Qantas Dreamliner Sets Record for Longest Commercial Flight

New York to Sydney in 19 hours

Dreamliner
A Qantas Dreamliner in flight last year.
Bahnfrend/Creative Commons

Have you ever wanted to board a plane in New York and step off of that same plane in Sydney with no stops in between? That day may be closer than you think — and for a select group of people, it’s already happened. 

The Guardian reports that a Qantas Dreamliner made the longest commercial flight in history, culminating with its arrival in Sydney on Sunday morning after leaving New York’s JFK International Airport on Friday evening. All told, the flight traveled 10,200 miles.

This wasn’t your average flight, however. The article notes that the number of people on the fight were limited in addition to the luggage they could bring, to reduce the overall weight of the flight in order to require less fuel. This was all, as the saying goes, for science.

“Just 49 people – including six pilots, six members of cabin crew including a chef, a handful of reporters, six frequent flyers and the airline’s chief executive, Alan Joyce – were on board the Boeing Dreamliner flight, designed to test whether passengers can endure the physical and mental effects of extremely long aeroplane journeys.”

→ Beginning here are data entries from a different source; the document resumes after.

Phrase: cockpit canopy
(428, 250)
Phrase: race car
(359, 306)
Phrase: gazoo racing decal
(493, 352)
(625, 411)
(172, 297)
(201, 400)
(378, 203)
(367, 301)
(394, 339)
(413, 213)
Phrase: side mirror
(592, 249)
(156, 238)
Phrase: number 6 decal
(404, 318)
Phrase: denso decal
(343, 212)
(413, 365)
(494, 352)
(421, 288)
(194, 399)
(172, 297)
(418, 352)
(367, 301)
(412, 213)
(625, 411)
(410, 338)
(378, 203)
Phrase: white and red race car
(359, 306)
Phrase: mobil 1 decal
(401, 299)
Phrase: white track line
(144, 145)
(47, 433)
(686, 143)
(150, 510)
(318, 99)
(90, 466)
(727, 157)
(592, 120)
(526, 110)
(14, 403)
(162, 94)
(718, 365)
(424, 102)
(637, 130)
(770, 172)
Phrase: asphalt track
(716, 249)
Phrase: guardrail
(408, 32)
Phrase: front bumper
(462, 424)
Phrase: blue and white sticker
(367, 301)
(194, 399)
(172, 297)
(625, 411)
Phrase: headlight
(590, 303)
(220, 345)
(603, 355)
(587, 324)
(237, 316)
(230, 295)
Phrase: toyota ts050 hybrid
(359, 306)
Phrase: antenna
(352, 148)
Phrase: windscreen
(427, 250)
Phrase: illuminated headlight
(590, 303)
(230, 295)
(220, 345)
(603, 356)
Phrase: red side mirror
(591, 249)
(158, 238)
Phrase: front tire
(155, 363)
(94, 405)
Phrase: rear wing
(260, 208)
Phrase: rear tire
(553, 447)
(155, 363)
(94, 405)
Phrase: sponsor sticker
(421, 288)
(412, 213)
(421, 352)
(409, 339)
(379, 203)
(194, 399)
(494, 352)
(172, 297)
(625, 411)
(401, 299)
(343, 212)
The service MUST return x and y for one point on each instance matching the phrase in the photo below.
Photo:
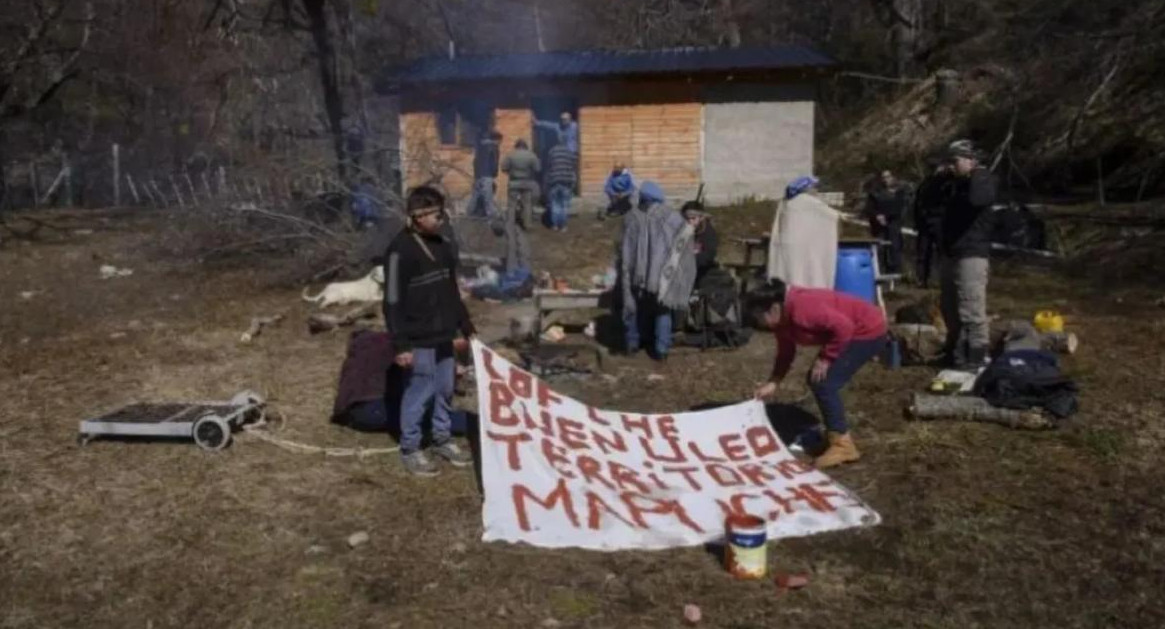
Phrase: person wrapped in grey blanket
(657, 269)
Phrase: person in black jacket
(930, 200)
(705, 240)
(485, 175)
(424, 313)
(885, 207)
(966, 246)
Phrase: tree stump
(975, 409)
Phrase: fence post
(117, 175)
(177, 192)
(133, 189)
(193, 198)
(66, 170)
(35, 182)
(157, 190)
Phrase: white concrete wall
(754, 149)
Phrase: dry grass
(983, 527)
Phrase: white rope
(258, 430)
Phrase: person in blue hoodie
(650, 235)
(620, 188)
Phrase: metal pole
(117, 175)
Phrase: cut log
(975, 409)
(326, 323)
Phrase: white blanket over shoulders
(804, 247)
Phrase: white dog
(369, 288)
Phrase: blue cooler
(855, 271)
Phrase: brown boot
(841, 451)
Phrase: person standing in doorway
(566, 129)
(930, 199)
(424, 313)
(851, 332)
(522, 167)
(651, 234)
(966, 247)
(485, 175)
(562, 175)
(885, 206)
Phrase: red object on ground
(791, 581)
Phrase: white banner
(558, 473)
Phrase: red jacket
(826, 318)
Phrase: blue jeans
(429, 380)
(559, 204)
(481, 202)
(828, 391)
(644, 315)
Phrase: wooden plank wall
(658, 142)
(424, 157)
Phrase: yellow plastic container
(1049, 320)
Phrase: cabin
(739, 121)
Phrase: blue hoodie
(650, 193)
(619, 184)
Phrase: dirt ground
(983, 527)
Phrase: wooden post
(66, 170)
(117, 176)
(35, 182)
(161, 197)
(1100, 182)
(133, 189)
(190, 184)
(177, 192)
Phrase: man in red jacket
(849, 331)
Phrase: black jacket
(888, 203)
(423, 305)
(968, 220)
(707, 241)
(485, 160)
(931, 199)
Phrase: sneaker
(418, 465)
(453, 453)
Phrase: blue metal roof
(604, 63)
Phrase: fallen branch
(256, 326)
(975, 409)
(322, 322)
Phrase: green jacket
(523, 167)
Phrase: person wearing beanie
(851, 332)
(522, 167)
(647, 247)
(966, 247)
(424, 313)
(705, 240)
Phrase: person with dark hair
(566, 131)
(522, 167)
(562, 175)
(851, 332)
(966, 247)
(930, 199)
(424, 313)
(885, 207)
(485, 175)
(705, 240)
(657, 270)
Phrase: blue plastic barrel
(855, 273)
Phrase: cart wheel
(212, 432)
(247, 398)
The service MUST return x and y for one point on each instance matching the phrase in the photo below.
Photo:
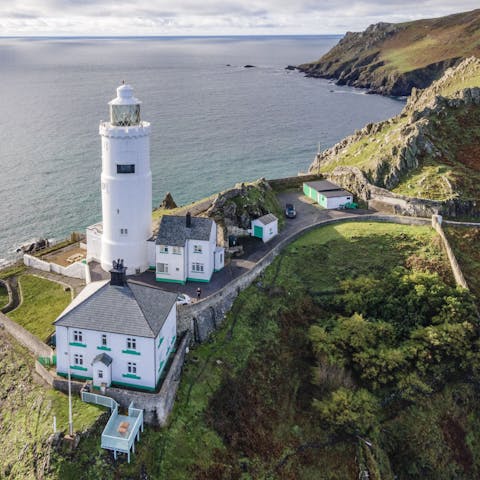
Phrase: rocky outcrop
(392, 59)
(234, 209)
(168, 203)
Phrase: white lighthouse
(126, 184)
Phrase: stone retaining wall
(37, 347)
(204, 317)
(293, 182)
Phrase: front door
(257, 231)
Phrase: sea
(214, 122)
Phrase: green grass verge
(43, 301)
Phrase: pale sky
(212, 17)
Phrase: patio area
(121, 431)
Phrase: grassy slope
(243, 407)
(26, 415)
(3, 296)
(423, 42)
(42, 302)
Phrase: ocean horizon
(214, 122)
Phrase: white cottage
(265, 227)
(186, 249)
(117, 332)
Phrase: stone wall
(292, 182)
(457, 271)
(37, 347)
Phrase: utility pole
(70, 416)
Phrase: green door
(257, 231)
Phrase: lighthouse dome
(125, 108)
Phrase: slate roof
(131, 309)
(268, 218)
(336, 193)
(173, 230)
(323, 186)
(104, 358)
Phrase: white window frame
(78, 359)
(198, 267)
(164, 266)
(78, 336)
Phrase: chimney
(118, 274)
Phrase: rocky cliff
(392, 59)
(430, 151)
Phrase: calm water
(212, 124)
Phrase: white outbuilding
(265, 227)
(117, 332)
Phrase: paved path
(308, 214)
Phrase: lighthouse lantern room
(126, 185)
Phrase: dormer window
(78, 336)
(126, 168)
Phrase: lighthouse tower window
(127, 168)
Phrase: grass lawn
(26, 412)
(43, 301)
(243, 408)
(3, 296)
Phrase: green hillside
(394, 58)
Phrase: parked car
(290, 211)
(183, 299)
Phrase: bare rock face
(168, 203)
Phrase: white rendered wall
(94, 243)
(151, 247)
(207, 257)
(176, 264)
(335, 202)
(165, 347)
(126, 197)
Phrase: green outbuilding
(327, 194)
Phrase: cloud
(159, 17)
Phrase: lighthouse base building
(185, 248)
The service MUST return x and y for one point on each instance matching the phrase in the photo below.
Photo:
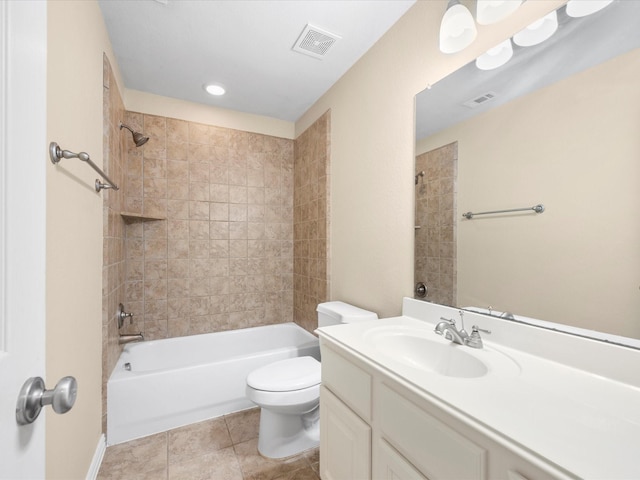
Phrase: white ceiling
(173, 47)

As for the flight’s ecological impact, the article observes that “it produced the equivalent carbon dioxide emissions of burning more than 700 barrels of oil.” Apparently, that’s a reduced carbon footprint from an equivalent flight having to land and then take off again. 

Whether this historic moment will translate into more and longer flights to span the globe remains to be seen, but for those who were on it, it’s a journey they won’t soon forget.